Gilles DURRENMATH

Intitulé de la thèse : Etude quantitative du dégraissant de céramiques préhistoriques de Provence par analyse d'images. Essai de différenciation typologique, culturelle et chronologique.

L’approche quantitative du dégraissant que nous menons a pour objectif d'exploiter plus complètement les potentialités heuristiques de ce constituant systématiquement présent. Si l'on s'intéresse couramment au choix du matériau employé, la question du comportement du potier vis-à-vis du dégraissant du point de vue quantitatif n'est que très rarement abordée. Or, différents travaux montrent que le dégraissant peut être porteur d'indications de portée technologique et paléo-ethnologique. Outre les travaux menés sur du matériel archéologique, des exemples ethnologiques fournissent des indices sur le champ des possibles en matière d'actions orientées sur les modalités quantitatives du dégraissant selon le type de vase (taille et forme) ou la partie du vase (bord, panse, fond) par exemple. A travers ces études, ces caractères apparaissent comme l'expression d'une " intervention lucide " (selon le terme d’André Leroi-Gourhan) dans le déroulement de la chaîne opératoire. De la même manière que la nature de certains composants (l'os notamment) a pu être interprétée comme un marqueur d'appartenance à un groupe, l'observation diachronique des caractéristiques quantitatives permet également de poser la question de comportements d'ordre chrono-culturel. Le contexte considéré est le Néolithique final en Provence occidentale pour lequel trois groupes majeurs sont actuellement reconnus : le Couronnien, le groupe Rhône-Ouvèze et le groupe du Fraischamp. Afin d'élargir notre perception des liens trans-culturels, nous avons décidé d'étendre nos examens à des séries chasséennes.

Cette étude quantitative du dégraissant est réalisée à partir d’une adaptation de l’analyse d'images. Cet outil, qui couple optique et informatique, fournit des mesures systématiques adaptées à l’étude de granulométries. Selon les objectifs visés, le traitement des données est ensuite réalisé à l’aide de graphiques de dispersion et de deux méthodes d'analyse multivariée : l’analyse en composante principale (ACP) et l’analyse factorielle discriminante (AFD).

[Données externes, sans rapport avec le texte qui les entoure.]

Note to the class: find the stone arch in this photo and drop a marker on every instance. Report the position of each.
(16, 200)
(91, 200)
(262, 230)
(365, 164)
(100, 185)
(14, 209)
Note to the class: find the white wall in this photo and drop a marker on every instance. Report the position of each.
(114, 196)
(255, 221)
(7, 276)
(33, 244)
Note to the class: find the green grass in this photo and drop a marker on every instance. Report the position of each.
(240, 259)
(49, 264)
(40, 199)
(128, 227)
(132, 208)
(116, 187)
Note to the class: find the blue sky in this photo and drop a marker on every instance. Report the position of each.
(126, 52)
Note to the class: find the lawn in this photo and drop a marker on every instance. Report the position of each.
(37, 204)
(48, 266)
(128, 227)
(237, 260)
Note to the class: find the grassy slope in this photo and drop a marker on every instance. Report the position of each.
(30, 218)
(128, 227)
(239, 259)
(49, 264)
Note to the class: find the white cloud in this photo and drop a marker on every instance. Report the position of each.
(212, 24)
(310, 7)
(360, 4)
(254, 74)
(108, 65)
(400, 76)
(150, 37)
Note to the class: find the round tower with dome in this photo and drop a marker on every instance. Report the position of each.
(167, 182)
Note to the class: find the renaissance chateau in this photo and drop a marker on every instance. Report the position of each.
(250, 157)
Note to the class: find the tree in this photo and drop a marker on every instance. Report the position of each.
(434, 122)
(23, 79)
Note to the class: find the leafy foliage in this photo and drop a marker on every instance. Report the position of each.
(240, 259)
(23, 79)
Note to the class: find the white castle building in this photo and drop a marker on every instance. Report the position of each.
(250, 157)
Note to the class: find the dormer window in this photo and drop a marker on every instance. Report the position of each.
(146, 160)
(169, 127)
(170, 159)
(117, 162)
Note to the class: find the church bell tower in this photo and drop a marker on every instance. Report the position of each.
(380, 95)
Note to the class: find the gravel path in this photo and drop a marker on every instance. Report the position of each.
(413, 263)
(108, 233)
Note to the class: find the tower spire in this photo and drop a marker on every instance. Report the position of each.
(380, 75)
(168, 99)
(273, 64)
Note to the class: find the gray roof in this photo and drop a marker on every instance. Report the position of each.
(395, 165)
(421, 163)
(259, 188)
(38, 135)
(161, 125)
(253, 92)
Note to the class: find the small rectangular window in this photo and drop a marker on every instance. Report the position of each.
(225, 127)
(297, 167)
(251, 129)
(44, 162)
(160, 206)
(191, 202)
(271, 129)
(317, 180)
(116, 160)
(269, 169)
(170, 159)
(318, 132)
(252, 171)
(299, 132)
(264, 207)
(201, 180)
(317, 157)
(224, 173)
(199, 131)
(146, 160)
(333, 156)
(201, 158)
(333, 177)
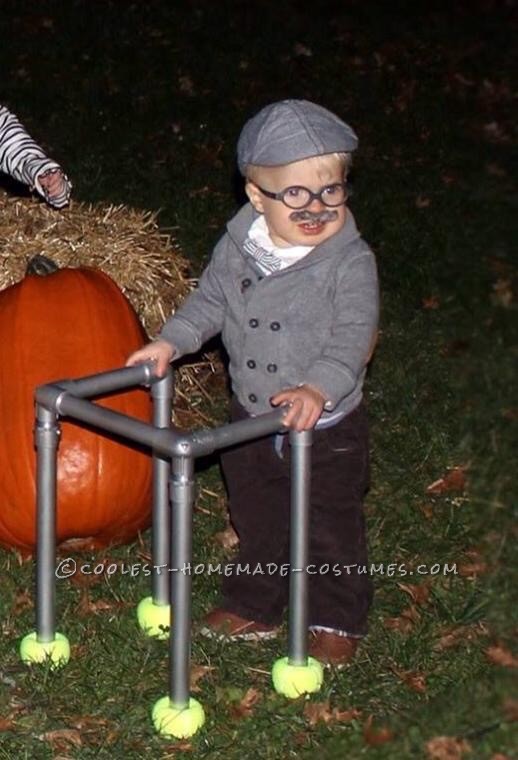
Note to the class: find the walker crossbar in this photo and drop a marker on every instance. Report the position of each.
(173, 465)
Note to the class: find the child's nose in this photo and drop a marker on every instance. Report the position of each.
(315, 205)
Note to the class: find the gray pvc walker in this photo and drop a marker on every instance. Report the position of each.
(177, 714)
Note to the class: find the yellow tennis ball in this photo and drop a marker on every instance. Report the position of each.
(154, 619)
(180, 722)
(293, 680)
(33, 651)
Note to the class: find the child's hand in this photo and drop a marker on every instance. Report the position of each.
(158, 350)
(55, 186)
(307, 404)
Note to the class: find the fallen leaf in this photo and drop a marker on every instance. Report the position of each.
(455, 348)
(245, 707)
(186, 85)
(447, 748)
(419, 593)
(62, 738)
(375, 737)
(495, 132)
(414, 681)
(454, 636)
(86, 606)
(404, 622)
(302, 50)
(89, 722)
(454, 480)
(472, 569)
(499, 655)
(227, 538)
(198, 672)
(321, 711)
(495, 170)
(172, 749)
(510, 708)
(22, 601)
(503, 294)
(427, 510)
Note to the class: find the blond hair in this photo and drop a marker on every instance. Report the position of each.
(322, 163)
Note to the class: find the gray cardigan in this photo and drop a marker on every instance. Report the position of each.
(312, 322)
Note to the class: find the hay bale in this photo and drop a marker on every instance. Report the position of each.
(125, 243)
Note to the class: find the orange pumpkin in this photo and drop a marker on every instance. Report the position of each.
(67, 324)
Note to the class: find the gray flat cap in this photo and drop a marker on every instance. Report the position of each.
(291, 130)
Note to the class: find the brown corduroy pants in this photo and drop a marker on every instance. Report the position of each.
(258, 484)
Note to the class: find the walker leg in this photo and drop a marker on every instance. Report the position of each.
(177, 714)
(153, 612)
(297, 673)
(45, 643)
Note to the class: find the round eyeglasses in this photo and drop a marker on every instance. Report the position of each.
(299, 197)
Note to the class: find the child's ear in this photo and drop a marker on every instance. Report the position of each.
(255, 197)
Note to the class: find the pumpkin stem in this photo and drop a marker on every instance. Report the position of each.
(41, 265)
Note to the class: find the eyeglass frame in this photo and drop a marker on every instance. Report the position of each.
(312, 196)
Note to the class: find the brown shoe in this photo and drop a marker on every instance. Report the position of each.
(332, 649)
(220, 624)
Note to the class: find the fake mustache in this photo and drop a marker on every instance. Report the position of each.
(313, 216)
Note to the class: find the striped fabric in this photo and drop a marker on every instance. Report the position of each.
(24, 160)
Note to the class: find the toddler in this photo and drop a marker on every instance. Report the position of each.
(293, 289)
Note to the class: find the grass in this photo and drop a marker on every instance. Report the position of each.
(142, 103)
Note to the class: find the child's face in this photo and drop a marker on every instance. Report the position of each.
(288, 226)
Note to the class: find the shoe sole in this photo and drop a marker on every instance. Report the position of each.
(210, 633)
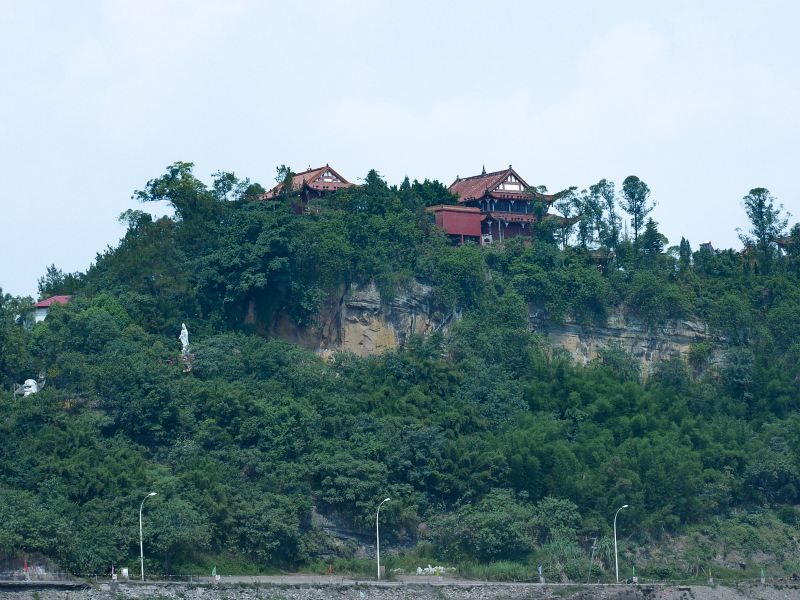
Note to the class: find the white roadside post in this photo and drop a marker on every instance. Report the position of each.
(378, 536)
(616, 563)
(141, 541)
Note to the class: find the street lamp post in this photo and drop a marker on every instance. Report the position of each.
(141, 542)
(616, 563)
(378, 536)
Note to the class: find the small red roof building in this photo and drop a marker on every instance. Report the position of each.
(43, 306)
(52, 299)
(499, 206)
(311, 184)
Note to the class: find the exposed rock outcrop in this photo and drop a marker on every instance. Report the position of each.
(358, 320)
(648, 344)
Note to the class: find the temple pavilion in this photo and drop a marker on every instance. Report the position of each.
(493, 207)
(311, 184)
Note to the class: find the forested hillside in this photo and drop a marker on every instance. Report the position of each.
(492, 446)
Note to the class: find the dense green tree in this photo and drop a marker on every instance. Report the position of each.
(767, 224)
(636, 202)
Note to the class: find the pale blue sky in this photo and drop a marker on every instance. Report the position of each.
(699, 99)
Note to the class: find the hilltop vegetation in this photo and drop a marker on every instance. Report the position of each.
(492, 446)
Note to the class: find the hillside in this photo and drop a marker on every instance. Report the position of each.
(493, 445)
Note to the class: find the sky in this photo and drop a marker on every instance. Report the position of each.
(700, 99)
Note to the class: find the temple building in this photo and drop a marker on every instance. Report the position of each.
(311, 184)
(43, 306)
(493, 207)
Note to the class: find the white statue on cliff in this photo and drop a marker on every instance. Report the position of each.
(29, 387)
(184, 339)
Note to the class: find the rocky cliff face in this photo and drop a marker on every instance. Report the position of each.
(649, 344)
(356, 319)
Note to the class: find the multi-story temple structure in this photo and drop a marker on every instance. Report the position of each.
(311, 184)
(493, 207)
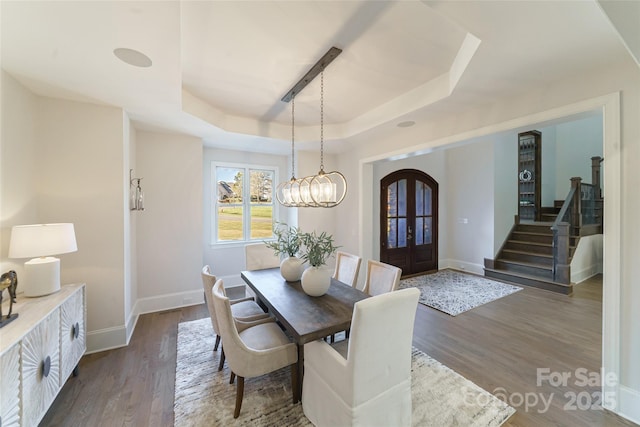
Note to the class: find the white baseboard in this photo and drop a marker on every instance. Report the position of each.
(106, 339)
(629, 403)
(581, 276)
(461, 266)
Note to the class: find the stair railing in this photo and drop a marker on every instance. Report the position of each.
(561, 235)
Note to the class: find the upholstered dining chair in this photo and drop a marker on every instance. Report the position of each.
(243, 309)
(347, 384)
(347, 268)
(253, 350)
(258, 257)
(381, 278)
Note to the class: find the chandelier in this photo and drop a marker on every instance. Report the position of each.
(325, 189)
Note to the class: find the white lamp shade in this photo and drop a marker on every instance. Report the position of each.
(40, 240)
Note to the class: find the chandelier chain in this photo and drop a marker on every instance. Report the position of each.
(322, 120)
(293, 126)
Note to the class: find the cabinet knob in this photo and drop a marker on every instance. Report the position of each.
(46, 367)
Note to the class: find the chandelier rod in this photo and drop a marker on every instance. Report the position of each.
(322, 63)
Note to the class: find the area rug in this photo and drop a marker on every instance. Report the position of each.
(204, 397)
(454, 292)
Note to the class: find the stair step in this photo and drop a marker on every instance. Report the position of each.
(534, 247)
(528, 268)
(527, 257)
(528, 280)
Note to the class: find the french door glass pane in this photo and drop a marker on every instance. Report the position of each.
(419, 198)
(419, 235)
(230, 222)
(402, 197)
(392, 200)
(392, 231)
(402, 232)
(427, 230)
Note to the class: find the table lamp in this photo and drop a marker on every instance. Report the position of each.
(40, 241)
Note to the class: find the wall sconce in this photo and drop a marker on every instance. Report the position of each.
(136, 196)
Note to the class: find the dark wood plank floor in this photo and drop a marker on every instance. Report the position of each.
(499, 346)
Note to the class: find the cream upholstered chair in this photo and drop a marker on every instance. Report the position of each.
(381, 278)
(258, 257)
(348, 384)
(347, 268)
(253, 350)
(244, 309)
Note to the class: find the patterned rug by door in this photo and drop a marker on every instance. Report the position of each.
(454, 292)
(204, 397)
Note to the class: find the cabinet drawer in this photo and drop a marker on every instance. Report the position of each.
(72, 334)
(40, 368)
(10, 387)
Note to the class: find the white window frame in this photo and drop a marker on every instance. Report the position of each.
(246, 200)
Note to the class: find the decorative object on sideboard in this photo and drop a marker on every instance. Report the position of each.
(8, 281)
(287, 245)
(41, 242)
(316, 249)
(136, 195)
(325, 189)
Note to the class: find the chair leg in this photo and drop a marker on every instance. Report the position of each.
(294, 383)
(221, 365)
(239, 395)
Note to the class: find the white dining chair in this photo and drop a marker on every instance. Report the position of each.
(381, 278)
(347, 268)
(253, 350)
(348, 384)
(258, 257)
(243, 309)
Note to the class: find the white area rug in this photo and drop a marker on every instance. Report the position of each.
(454, 292)
(204, 397)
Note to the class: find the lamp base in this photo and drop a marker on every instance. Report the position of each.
(41, 277)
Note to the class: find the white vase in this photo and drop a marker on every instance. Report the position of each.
(291, 268)
(316, 281)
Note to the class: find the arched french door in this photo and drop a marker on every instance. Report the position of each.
(409, 221)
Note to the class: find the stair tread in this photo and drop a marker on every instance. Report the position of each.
(524, 263)
(526, 276)
(515, 251)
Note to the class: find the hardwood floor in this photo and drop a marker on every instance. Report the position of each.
(498, 346)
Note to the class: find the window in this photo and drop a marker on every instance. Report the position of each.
(243, 202)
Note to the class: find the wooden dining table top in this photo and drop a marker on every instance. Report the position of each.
(305, 317)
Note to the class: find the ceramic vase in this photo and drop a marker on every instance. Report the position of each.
(316, 281)
(292, 268)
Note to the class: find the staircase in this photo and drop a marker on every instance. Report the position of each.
(526, 257)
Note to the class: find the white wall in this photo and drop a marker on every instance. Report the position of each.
(169, 230)
(18, 179)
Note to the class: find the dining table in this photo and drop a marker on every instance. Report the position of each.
(305, 318)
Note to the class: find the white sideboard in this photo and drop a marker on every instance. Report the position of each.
(38, 352)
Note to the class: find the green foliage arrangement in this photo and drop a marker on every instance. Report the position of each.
(288, 239)
(317, 248)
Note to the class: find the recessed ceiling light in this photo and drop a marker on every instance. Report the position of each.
(406, 124)
(132, 57)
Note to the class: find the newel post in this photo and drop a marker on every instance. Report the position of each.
(562, 268)
(595, 175)
(576, 205)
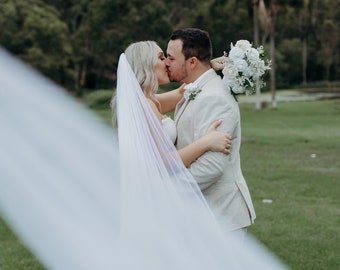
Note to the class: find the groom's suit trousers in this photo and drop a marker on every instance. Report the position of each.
(218, 175)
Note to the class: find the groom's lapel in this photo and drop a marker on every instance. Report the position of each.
(180, 108)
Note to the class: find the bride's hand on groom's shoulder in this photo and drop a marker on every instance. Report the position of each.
(218, 63)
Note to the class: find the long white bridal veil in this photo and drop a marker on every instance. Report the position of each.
(80, 200)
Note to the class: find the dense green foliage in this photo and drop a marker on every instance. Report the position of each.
(78, 43)
(302, 224)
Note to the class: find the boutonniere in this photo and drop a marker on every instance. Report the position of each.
(191, 90)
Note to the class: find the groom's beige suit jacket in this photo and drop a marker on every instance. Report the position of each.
(218, 175)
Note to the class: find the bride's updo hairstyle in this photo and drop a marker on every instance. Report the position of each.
(142, 57)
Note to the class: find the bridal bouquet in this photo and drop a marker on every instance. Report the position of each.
(244, 66)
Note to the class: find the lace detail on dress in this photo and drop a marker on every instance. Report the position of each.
(169, 127)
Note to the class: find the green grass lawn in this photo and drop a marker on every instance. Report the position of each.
(290, 156)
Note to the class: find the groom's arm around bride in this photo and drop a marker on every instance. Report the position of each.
(219, 175)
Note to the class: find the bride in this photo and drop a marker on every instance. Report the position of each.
(80, 201)
(146, 59)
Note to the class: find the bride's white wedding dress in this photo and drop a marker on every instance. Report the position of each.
(169, 127)
(77, 202)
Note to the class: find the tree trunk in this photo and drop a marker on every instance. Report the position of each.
(304, 61)
(272, 52)
(256, 40)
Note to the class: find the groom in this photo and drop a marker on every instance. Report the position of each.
(218, 175)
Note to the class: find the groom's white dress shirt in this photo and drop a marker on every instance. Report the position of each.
(218, 175)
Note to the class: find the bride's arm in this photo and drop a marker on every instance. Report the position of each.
(213, 141)
(168, 100)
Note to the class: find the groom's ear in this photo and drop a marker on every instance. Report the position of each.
(193, 62)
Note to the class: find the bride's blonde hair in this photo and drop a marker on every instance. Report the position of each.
(142, 57)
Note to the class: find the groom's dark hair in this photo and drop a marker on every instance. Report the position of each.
(196, 42)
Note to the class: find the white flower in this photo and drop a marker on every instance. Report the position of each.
(191, 90)
(236, 53)
(244, 67)
(244, 45)
(253, 55)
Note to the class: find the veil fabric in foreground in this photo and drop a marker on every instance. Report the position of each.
(80, 200)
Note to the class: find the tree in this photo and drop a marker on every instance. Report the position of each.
(33, 31)
(273, 14)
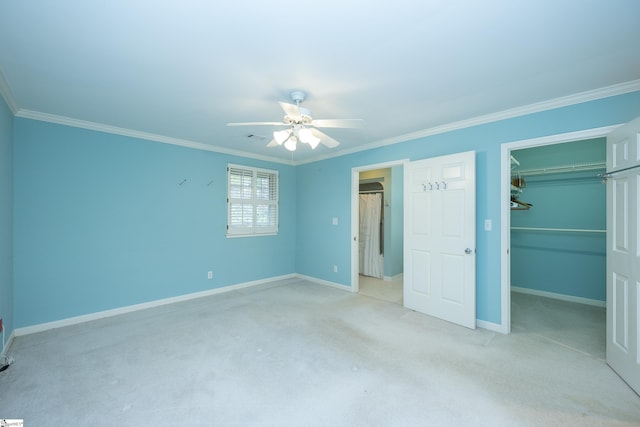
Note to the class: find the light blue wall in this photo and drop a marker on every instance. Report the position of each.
(324, 188)
(6, 218)
(564, 263)
(101, 222)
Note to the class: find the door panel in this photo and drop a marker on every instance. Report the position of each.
(623, 252)
(440, 238)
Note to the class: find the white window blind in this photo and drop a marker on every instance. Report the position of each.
(252, 201)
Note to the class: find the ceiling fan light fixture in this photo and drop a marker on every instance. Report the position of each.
(280, 136)
(308, 137)
(290, 144)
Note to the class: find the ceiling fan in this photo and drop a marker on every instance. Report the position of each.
(301, 127)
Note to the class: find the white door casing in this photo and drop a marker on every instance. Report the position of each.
(623, 253)
(440, 238)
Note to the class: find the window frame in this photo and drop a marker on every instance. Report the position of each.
(247, 196)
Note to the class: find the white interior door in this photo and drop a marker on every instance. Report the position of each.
(623, 253)
(440, 238)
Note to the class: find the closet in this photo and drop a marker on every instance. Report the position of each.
(371, 231)
(558, 221)
(381, 223)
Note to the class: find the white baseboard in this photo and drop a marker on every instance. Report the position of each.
(136, 307)
(490, 326)
(325, 282)
(570, 298)
(7, 345)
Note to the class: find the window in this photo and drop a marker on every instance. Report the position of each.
(252, 201)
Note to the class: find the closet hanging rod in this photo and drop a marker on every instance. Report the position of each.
(561, 230)
(562, 169)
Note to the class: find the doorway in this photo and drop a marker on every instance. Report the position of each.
(506, 173)
(385, 180)
(558, 244)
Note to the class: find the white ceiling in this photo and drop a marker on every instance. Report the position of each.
(178, 71)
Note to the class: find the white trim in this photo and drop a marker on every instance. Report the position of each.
(136, 307)
(505, 197)
(83, 124)
(7, 345)
(562, 297)
(565, 101)
(355, 217)
(5, 92)
(592, 95)
(490, 326)
(324, 282)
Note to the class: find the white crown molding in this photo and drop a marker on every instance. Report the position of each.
(61, 120)
(565, 101)
(592, 95)
(5, 92)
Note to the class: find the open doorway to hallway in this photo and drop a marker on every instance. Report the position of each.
(377, 215)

La confrontation des résultats de nos mesures aux paramètres typo-technologiques semble indiquer une multiplicité d'options indifférentes à ce que l'on considère comme des contraintes techniques (minéralogie, épaisseur des tessons). Les observations confirment que, dans une approche plus globalisante, cette variabilité s'inscrit sans doute dans des limites que l'on peut rapprocher de la notion d'identité culturelle. Les différences constatées entre les groupes culturels concernés par l'étude sont en effet assez clairement marquées. Aux quatre ensembles étudiés correspondent quatre situations que l'on se propose d'interpréter comme les résultats de pratiques culturelles distinctes. Parallèlement une continuité technique se fait jour tout au long de la succession chrono-culturelle envisagée.